I’m sorry, there was one positive in the game. Bernie Williams did a great job of playing the National Anthem on his guitar during pre-game ceremonies. I will always appreciate #51.
This was a very winnable game. Instead, the Yankees (71-63) are back to 5 1/2 games behind the Red Sox in the AL East standings. The Baltimore Orioles won, beating the Toronto Blue Jays 1-0 in extra innings, so they are just 2 1/2 games behind the Yankees. New York maintained its one game lead in the Wild Card standings thanks to the Minnesota Twins’ 7-6 loss to the Kansas City Royals, but there are seven AL teams within striking distance (3 1/2 games or less).
The Yankees need to take care of business. If they go down fighting, it’s one thing. When they go down meekly, it is unacceptable.
Odds & Ends…
The Yankees made the first of their September call-ups with names you’d expect to see: DH Matt Holliday, C Erik Kratz (acquired solely to back up Gary Sanchez and Austin Romine while they serve their staggered suspensions), RHP Bryan Mitchell, LHP Jordan Montgomery, and RHP Ben Heller.

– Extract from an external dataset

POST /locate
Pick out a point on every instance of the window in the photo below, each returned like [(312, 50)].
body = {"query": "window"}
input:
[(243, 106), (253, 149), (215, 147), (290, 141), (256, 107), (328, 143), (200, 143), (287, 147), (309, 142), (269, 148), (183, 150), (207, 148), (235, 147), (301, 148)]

To make room for Kratz on the 40-man roster, the Yankees moved RHP Luis Cessa (ribcage injury) to the 60-day DL. I am glad to see that the Kratz move didn’t result in a “forced” DFA. I didn’t see an easy candidate to dump. There will be other names to follow but the Triple A Scranton/Wilkes-Barre RailRiders will begin play in the International League play-offs next week so it may be a few weeks before we see guys like Miguel Andujar or Jake Cave.
I thought CC Sabathia getting upset about Eduardo Nunez’s bunt in the first inning of Thursday’s game was a little over-reactionary (why not exploit an opponent’s weakness?). But Hall of Famer Jim Rice’s comments about CC’s weight were, in my opinion, out of line.
Tyler Clippard must think he won the lottery. A couple of months ago, he was pitching like the worst reliever in baseball for the Yankees. Now, he finds himself with a vital role in the bullpen for a team poised to make a World Series run with starting pitchers led by Justin Verlander and Dallas Keuchel.